The Table lists 32 genes that are differentially expressed between HPET‐resistant (R) and HPET‐sensitive (S) gastric diffuse large B‐cell lymphomas. Genes with high expression levels are at the top.

TABLE 4.

Distinct pathology of early stage gastric diffuse large B‐cell lymphomas sensitive or resistant to H. pylori eradication therapy

	HPET sensitive	HPET resistant	p ^*
Gastritis
Active	6	2	0.04
Mixed	7	3
Chronic	3	9
qRT‐PCR
dCT _{U6‐miR‐155}	−10.4 ± 0.2, n = 15	−8.6 ± 0.8, n = 13	0.02
dCT _{ACTB‐DEPTOR}	0.9 ± 0.6, n = 17	−2.1 ± 0.7, n = 16	0.004
dCT _ACTB‐TLR5	−1.2 ± 0.6, n = 17	−4.0 ± 0.5, n = 16	0.001
IHC
%, pS6K1+ cells	33%, n = 15	56%, n = 15	0.005

Open in a new tab

Abbreviation: HPET: H. pylori eradication therapy.

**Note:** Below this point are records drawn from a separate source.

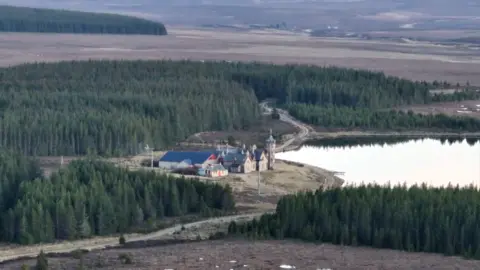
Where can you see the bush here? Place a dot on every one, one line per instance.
(42, 261)
(125, 258)
(121, 240)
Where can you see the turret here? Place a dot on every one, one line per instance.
(270, 147)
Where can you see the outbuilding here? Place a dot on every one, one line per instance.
(174, 159)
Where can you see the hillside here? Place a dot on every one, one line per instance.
(89, 197)
(114, 108)
(36, 20)
(415, 219)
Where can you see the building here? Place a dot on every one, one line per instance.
(270, 147)
(216, 170)
(244, 161)
(181, 159)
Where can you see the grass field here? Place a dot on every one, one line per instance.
(418, 61)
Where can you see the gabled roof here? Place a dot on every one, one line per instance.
(194, 157)
(258, 154)
(217, 167)
(235, 157)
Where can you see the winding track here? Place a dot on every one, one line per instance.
(286, 117)
(103, 242)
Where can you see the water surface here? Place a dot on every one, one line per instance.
(412, 162)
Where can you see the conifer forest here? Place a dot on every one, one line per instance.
(417, 219)
(113, 108)
(40, 20)
(90, 197)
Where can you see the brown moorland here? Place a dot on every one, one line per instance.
(417, 61)
(239, 254)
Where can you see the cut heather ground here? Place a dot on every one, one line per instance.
(230, 254)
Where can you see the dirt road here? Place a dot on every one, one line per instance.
(8, 253)
(285, 117)
(102, 242)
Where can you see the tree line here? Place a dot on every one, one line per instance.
(116, 107)
(418, 219)
(113, 108)
(91, 197)
(40, 20)
(347, 117)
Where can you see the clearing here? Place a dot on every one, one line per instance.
(241, 254)
(469, 108)
(418, 61)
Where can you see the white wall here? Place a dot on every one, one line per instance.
(167, 165)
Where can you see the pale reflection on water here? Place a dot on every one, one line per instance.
(414, 162)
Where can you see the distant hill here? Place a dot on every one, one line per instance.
(39, 20)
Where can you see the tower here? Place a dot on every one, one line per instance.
(270, 146)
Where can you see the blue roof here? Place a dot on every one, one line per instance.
(194, 157)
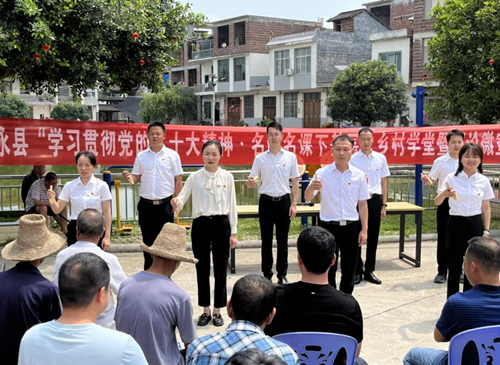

The Fisher's test for categorical data and the Student's t‐test for continuous data.

3. RESULTS

3.1. In gastric DLBCLs treated with H. pylori eradication therapy, the resistant group had higher levels of miR‐155 but lower levels of miR‐200 than the sensitive group

Using the NanoString technology, we measured genome‐wide miRNA expression profiles in nine H. pylori eradication therapy‐sensitive gastric DLBCLs and eight H. pylori eradication therapy‐resistant gastric DLBCLs. Out of 654 miRNAs, 2 miRNAs, including miR‐155 and miR‐1203, were associated with the resistant group, whereas 8 miRNAs, including miR‐200 a, b, and c, 22, 31, 141, 192, and 194, were associated with the sensitive group (Figure 1A; Data S1).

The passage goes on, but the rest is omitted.